Journal of Prime Research in Mathematics
Vol. 14 (2018), Issue 1, pp. 13 – 17
ISSN: 1817-3462 (Online) 1818-5495 (Print)
ISSN: 1817-3462 (Online) 1818-5495 (Print)
Generalized \(\xi\)-rings
Peter V. Danchev
Institute of Mathematics and Informatics, Bulgarian Academy of Sciences ”Acad. G. Bonchev” str., bl. 8, 1113 Sofia, Bulgaria.
\(^{1}\)Corresponding Author: danchev@math.bas.bg
Copyright © 2018 Peter V. Danchev. This is an open access article distributed under the Creative Commons Attribution License, which permits unrestricted use, distribution, and reproduction in any medium, provided the original work is properly cited.

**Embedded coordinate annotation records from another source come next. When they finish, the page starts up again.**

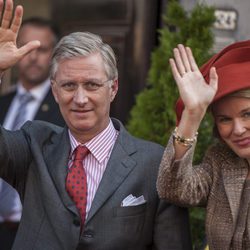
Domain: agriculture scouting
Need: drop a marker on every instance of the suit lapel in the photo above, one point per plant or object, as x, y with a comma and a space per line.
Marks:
118, 168
57, 156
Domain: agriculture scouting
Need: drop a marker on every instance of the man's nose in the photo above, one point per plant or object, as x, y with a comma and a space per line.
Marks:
80, 96
33, 54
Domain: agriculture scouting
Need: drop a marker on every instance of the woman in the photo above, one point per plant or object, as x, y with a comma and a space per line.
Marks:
222, 181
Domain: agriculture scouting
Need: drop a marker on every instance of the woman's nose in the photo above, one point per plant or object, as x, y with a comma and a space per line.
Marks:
239, 127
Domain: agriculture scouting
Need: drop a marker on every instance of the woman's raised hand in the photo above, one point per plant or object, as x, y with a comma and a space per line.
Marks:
194, 91
9, 53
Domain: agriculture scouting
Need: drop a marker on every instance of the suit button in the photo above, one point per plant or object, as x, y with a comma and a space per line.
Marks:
76, 222
88, 234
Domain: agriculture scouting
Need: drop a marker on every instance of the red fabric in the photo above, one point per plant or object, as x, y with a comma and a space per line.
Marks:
76, 182
233, 68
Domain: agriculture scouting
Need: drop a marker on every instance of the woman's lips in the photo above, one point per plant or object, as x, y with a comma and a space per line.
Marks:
242, 142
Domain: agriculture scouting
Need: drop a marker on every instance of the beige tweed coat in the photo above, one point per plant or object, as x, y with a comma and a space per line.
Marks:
216, 183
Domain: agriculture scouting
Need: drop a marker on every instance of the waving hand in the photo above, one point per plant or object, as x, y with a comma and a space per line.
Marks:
194, 91
9, 53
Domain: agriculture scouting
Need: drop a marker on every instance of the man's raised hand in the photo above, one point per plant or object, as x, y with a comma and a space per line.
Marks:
9, 53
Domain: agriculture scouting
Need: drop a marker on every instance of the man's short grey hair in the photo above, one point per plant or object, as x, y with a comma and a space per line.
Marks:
83, 44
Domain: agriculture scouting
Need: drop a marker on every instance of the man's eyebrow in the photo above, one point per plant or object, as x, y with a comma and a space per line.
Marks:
245, 110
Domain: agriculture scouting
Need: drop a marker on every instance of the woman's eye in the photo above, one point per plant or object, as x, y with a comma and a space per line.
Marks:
224, 119
246, 114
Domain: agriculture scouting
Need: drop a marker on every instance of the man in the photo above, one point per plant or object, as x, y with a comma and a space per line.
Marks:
90, 185
33, 80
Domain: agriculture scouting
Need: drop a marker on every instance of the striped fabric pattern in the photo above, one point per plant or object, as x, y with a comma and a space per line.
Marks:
95, 162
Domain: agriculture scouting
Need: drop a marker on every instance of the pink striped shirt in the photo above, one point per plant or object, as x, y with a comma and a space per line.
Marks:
95, 162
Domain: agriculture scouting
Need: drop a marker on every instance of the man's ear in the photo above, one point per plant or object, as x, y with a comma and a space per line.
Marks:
114, 89
54, 89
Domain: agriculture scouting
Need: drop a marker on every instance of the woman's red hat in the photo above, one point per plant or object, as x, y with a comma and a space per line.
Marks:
233, 69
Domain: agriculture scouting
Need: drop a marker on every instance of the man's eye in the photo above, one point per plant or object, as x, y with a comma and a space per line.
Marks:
68, 86
246, 114
224, 119
92, 85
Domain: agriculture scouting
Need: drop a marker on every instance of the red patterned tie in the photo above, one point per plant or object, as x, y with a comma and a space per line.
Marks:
76, 182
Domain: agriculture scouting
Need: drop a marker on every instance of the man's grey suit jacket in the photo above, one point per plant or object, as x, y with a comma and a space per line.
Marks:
34, 160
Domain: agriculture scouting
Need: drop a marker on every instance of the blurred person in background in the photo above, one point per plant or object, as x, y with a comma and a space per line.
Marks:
31, 99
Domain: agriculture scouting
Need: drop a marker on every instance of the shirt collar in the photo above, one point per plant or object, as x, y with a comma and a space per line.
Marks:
100, 145
37, 92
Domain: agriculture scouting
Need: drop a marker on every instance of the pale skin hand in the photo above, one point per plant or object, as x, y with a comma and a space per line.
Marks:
9, 53
194, 91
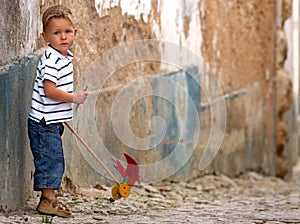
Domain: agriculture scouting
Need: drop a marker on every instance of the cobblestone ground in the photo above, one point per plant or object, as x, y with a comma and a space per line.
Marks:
251, 198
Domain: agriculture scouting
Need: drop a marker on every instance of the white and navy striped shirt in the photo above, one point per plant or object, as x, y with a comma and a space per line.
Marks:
57, 68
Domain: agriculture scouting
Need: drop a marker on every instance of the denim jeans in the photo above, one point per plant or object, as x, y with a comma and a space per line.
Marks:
46, 147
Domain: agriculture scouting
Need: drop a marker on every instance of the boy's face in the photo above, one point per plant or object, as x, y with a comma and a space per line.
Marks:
60, 34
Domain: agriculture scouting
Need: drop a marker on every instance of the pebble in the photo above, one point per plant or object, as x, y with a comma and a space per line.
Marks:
252, 198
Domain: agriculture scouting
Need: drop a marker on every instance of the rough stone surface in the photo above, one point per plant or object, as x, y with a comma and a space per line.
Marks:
251, 198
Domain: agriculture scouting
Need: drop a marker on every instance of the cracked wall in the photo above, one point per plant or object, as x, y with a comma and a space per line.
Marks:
237, 42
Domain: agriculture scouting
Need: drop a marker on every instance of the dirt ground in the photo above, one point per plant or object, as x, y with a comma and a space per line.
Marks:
250, 198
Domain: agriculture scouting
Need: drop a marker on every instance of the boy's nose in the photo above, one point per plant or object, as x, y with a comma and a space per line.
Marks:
63, 36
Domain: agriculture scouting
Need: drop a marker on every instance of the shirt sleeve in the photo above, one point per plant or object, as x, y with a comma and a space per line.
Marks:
50, 71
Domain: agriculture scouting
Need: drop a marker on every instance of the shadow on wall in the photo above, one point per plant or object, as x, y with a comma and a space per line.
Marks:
16, 164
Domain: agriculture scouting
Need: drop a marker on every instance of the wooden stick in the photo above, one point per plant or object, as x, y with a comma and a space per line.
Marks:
92, 152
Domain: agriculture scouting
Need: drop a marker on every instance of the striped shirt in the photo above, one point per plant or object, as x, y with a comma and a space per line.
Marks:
57, 68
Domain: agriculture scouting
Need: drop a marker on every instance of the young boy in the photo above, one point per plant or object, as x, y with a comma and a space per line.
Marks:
52, 102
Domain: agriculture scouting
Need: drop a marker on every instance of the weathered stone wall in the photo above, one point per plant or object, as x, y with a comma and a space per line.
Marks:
234, 41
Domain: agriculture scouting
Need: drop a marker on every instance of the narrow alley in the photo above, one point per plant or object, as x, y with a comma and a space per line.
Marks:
251, 198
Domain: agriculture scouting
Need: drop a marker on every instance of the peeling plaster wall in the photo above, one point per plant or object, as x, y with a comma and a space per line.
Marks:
235, 41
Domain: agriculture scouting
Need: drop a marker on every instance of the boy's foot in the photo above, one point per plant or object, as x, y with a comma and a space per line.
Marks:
54, 207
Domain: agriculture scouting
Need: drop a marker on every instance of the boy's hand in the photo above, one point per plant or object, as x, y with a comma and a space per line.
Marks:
80, 97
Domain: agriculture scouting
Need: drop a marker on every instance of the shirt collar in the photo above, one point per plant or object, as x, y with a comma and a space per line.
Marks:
52, 50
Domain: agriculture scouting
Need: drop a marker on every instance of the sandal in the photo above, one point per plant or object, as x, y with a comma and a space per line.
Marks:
54, 207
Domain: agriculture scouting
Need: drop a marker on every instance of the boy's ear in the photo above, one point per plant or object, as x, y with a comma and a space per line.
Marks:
45, 36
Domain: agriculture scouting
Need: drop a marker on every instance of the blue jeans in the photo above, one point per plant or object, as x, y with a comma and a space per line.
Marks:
46, 147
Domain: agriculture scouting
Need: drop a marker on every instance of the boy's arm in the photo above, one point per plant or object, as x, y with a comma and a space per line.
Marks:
59, 95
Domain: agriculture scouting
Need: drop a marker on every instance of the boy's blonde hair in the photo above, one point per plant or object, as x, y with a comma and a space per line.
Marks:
57, 11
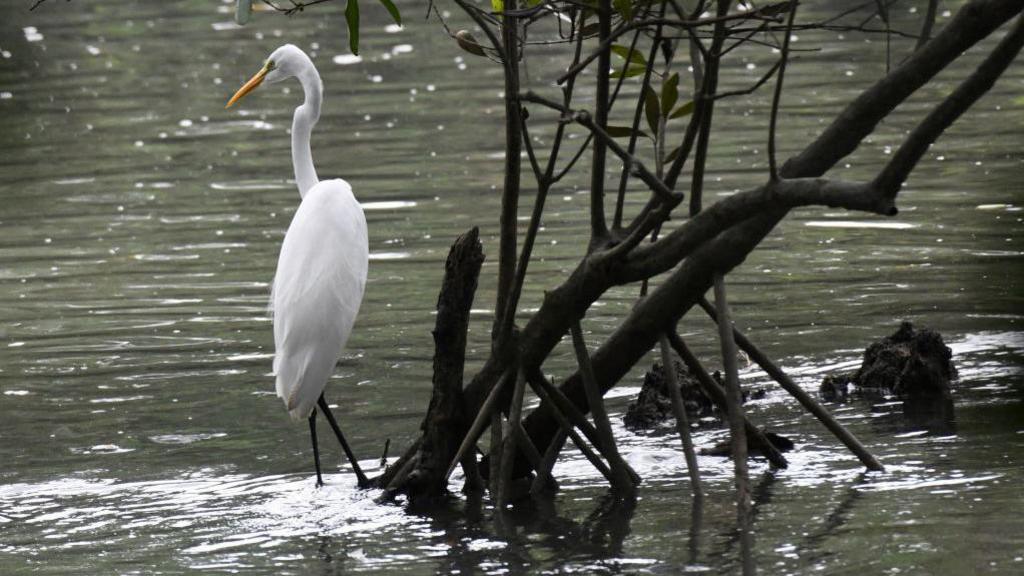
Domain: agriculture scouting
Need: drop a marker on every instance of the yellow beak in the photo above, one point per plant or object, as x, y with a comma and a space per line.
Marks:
249, 86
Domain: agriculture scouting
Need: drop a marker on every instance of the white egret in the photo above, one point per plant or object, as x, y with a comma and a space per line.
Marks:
322, 271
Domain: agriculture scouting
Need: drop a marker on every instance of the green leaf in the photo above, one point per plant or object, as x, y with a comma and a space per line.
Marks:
469, 43
393, 10
633, 57
670, 94
624, 7
591, 29
652, 109
883, 10
623, 131
684, 110
672, 155
352, 17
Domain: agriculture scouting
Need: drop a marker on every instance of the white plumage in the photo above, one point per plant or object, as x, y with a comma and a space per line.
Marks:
322, 271
321, 278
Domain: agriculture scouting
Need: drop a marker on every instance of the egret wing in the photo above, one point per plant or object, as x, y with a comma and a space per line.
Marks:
317, 289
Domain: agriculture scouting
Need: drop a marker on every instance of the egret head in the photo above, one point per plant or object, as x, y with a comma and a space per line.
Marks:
284, 63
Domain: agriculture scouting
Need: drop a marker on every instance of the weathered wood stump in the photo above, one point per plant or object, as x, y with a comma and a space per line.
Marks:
421, 471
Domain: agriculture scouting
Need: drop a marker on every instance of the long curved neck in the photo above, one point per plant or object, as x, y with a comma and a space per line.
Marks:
302, 126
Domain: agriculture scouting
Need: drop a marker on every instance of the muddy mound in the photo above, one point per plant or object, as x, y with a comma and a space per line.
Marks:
653, 405
910, 364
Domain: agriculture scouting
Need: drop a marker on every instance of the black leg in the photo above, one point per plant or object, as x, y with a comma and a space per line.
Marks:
312, 435
359, 477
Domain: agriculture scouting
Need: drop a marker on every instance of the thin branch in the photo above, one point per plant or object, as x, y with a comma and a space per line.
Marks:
672, 23
979, 82
583, 118
783, 59
927, 24
598, 227
805, 399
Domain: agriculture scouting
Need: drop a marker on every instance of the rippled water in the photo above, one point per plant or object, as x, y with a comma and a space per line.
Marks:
138, 427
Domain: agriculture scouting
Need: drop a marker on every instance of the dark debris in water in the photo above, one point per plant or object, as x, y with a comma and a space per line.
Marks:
653, 405
910, 364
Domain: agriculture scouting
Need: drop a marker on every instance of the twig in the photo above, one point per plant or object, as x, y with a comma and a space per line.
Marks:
717, 395
622, 481
783, 59
509, 451
812, 406
942, 116
737, 434
682, 422
927, 24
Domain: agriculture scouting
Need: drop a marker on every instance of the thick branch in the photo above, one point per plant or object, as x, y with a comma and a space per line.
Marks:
980, 81
649, 259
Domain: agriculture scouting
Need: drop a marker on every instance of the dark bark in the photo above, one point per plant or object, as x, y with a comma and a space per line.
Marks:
423, 474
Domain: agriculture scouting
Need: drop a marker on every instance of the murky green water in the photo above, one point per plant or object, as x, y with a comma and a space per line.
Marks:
138, 427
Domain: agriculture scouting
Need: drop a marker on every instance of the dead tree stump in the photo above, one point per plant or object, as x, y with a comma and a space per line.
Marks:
421, 472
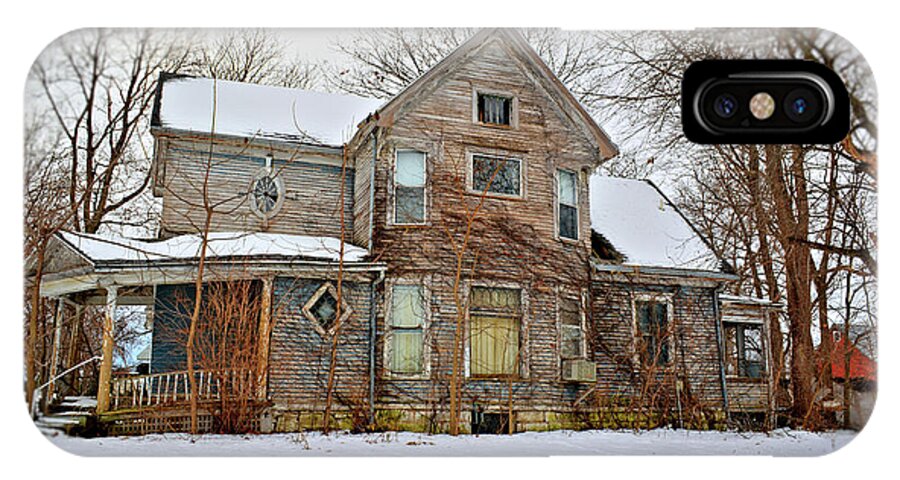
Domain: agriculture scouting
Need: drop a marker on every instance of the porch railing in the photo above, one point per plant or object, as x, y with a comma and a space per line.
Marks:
171, 388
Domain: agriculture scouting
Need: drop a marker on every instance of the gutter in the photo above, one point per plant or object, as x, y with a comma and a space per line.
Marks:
374, 135
373, 331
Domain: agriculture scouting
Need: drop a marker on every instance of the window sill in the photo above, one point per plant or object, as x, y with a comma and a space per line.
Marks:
495, 196
568, 241
496, 125
738, 378
406, 376
508, 377
409, 225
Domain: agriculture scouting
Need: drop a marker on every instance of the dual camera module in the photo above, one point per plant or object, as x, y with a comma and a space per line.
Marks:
763, 101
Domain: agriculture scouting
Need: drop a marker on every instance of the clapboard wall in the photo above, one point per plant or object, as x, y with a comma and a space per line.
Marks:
312, 185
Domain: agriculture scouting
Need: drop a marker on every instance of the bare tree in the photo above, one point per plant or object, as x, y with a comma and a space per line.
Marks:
767, 208
99, 87
252, 56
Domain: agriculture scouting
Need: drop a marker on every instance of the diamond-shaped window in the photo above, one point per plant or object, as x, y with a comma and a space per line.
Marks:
322, 309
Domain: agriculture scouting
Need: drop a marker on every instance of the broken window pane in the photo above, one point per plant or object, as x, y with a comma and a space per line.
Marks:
494, 109
496, 175
325, 310
410, 168
568, 222
406, 329
653, 323
567, 194
409, 187
406, 351
571, 331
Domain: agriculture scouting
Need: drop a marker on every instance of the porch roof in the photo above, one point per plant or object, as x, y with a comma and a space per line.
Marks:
88, 262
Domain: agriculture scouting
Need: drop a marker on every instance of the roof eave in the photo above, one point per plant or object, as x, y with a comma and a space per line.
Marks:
665, 271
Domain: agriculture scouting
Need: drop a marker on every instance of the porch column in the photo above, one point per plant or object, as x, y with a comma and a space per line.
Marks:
109, 322
54, 355
265, 330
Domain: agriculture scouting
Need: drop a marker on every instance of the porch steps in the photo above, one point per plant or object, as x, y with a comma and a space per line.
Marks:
71, 416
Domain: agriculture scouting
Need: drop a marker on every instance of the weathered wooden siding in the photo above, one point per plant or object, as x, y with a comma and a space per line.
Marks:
363, 165
311, 181
695, 354
299, 356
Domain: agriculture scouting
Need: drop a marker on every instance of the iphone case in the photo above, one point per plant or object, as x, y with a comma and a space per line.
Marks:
437, 242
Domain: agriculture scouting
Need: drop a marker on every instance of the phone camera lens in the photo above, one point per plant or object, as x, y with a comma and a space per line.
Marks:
801, 106
725, 105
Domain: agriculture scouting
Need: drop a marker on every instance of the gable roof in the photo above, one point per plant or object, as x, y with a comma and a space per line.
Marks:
568, 103
645, 227
258, 111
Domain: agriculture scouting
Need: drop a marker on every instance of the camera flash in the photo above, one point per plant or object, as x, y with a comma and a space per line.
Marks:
762, 106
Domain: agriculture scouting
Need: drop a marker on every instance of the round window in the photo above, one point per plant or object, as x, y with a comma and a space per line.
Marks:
266, 194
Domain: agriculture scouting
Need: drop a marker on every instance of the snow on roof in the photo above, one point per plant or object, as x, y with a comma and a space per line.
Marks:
645, 227
113, 248
251, 110
748, 300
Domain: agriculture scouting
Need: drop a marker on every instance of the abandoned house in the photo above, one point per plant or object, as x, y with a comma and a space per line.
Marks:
485, 268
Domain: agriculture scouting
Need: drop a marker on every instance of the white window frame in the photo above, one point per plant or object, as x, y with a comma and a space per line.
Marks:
392, 211
470, 175
513, 107
582, 312
388, 329
764, 346
666, 298
557, 216
524, 324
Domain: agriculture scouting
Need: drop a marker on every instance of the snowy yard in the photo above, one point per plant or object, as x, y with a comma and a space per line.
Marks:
655, 442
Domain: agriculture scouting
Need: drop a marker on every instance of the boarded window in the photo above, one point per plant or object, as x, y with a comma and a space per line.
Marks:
494, 109
496, 175
744, 351
571, 328
406, 329
653, 326
409, 187
568, 205
494, 323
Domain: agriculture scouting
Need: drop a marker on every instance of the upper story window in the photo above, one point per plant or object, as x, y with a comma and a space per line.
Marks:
495, 318
409, 188
496, 175
653, 332
495, 109
571, 326
567, 196
406, 329
744, 350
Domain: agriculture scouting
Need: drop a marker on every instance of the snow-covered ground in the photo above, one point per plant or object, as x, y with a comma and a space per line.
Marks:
655, 442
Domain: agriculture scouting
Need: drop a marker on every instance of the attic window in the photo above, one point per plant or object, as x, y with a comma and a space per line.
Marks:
568, 204
266, 193
494, 109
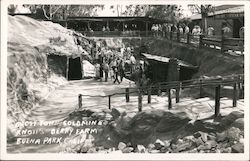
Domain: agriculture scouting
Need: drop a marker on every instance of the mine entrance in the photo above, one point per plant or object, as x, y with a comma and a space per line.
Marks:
75, 69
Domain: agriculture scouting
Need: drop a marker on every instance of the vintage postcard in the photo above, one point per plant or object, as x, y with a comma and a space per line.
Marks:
125, 80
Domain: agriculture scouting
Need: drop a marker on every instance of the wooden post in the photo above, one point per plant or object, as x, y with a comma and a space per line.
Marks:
127, 94
200, 88
149, 94
240, 86
178, 36
177, 93
169, 99
235, 94
139, 100
80, 101
222, 43
159, 90
67, 69
109, 101
188, 38
217, 100
201, 41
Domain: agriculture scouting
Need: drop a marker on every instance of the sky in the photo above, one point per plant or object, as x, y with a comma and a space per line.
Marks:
106, 11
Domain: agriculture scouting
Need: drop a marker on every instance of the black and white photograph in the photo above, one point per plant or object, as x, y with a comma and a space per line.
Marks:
125, 78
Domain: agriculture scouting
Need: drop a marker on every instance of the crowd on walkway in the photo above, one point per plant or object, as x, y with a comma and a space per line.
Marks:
111, 64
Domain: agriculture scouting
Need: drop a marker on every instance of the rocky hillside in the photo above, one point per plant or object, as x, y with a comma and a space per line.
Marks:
29, 79
159, 132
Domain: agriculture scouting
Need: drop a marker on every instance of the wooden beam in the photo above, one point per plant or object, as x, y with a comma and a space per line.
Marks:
217, 100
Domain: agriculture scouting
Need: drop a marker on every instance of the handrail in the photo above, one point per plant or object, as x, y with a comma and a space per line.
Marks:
177, 85
196, 40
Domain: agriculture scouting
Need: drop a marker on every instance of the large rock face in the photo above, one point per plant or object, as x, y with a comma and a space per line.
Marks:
28, 78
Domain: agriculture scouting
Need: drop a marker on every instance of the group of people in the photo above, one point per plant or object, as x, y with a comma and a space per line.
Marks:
110, 63
158, 29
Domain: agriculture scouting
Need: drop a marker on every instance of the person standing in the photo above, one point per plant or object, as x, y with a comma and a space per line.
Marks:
121, 69
106, 70
116, 74
226, 31
210, 31
241, 32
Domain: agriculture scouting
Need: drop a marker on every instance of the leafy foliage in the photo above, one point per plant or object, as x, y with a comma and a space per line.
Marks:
61, 12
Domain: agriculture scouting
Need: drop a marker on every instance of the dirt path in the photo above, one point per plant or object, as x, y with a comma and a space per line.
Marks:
59, 104
64, 100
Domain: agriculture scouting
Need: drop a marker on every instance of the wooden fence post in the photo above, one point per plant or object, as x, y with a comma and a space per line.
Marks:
80, 101
188, 38
201, 88
109, 101
127, 94
159, 90
149, 94
177, 93
139, 100
178, 37
201, 41
240, 87
217, 100
222, 42
169, 99
235, 94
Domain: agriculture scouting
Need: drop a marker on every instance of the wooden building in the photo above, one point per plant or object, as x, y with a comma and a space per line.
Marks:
112, 25
163, 69
233, 15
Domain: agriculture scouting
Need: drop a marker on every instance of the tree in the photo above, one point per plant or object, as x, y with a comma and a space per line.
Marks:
12, 8
204, 10
171, 13
61, 12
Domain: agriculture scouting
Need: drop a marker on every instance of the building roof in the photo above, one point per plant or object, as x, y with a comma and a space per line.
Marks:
119, 19
166, 60
223, 12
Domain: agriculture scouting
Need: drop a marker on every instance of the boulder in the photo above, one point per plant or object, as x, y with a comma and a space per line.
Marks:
238, 148
127, 150
115, 113
198, 142
233, 134
229, 119
84, 149
211, 137
92, 150
141, 149
226, 150
220, 137
155, 151
211, 143
121, 146
172, 122
151, 147
238, 123
183, 147
159, 144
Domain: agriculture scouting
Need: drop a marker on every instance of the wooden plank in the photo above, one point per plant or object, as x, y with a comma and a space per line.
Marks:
169, 99
127, 94
177, 93
201, 92
109, 101
139, 100
217, 101
80, 101
235, 94
149, 94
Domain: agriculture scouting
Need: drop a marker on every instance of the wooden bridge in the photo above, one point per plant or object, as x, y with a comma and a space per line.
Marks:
235, 81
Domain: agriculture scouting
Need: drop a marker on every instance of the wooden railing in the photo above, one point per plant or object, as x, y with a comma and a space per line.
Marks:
200, 41
237, 83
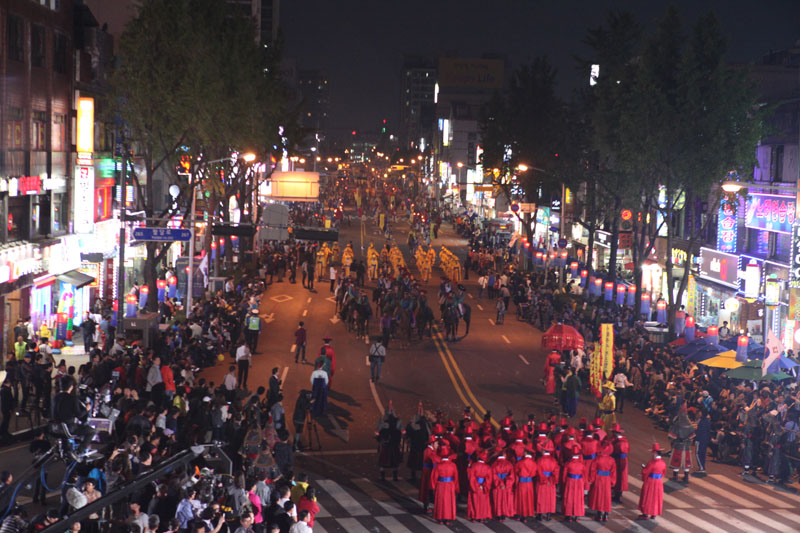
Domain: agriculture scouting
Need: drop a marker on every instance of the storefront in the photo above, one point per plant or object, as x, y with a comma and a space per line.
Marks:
716, 287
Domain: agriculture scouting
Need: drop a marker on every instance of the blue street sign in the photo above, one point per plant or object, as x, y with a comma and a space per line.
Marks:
161, 234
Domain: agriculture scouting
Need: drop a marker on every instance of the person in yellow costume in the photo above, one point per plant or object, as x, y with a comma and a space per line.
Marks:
607, 406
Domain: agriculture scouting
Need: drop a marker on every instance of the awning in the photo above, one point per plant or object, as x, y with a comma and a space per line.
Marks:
75, 278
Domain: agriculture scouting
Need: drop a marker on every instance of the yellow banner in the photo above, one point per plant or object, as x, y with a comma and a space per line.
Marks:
607, 347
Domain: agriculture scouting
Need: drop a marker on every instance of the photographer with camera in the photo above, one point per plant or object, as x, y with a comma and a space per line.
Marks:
68, 410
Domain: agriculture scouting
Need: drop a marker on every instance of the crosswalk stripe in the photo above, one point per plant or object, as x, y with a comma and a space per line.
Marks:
762, 519
391, 524
379, 495
725, 494
771, 500
351, 525
692, 518
669, 499
430, 525
475, 526
342, 497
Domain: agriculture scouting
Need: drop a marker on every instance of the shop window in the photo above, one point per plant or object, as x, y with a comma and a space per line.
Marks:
14, 128
16, 36
58, 135
60, 213
39, 130
38, 50
60, 53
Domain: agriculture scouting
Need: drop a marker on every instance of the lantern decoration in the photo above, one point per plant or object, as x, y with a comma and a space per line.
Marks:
644, 306
620, 294
688, 331
741, 348
130, 306
661, 311
161, 285
144, 292
631, 295
114, 309
172, 286
713, 334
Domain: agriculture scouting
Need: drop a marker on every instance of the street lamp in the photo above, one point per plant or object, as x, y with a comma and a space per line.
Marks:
247, 158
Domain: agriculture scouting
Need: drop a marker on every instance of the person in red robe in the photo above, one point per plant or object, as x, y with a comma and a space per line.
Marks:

Published: December, 2018.
Abstract
Let \(R\) be a ring with center \(C(R)\). A ring \(R\) is called a ξring if, for any element \(x ∈ R\), there exists an element \(y ∈ R\) such that \(x − x^2y ∈ C(R)\). In Proc. Japan Acad. Sci., Ser. A – Math. (1957), Utumi describes the structure of these rings as a natural generalization of the classical strongly regular rings, that are rings for which \(x = x^2 y\). In order to make up a natural connection of \(ξ\)-rings with the more general class of von Neumann regular rings, that are rings for which \(x =xyx\), we introduce here the so-called generalized \(ξ\)-rings as those rings in which \(x − xyx ∈ C(R)\). Several characteristic properties of this newly defined class are proved, which extend the corresponding ones established by Utumi in these Proceedings (1957).
Keywords:
Idempotents, nipotents, regular rings, strongly regular rings, \(ξ\)-rings.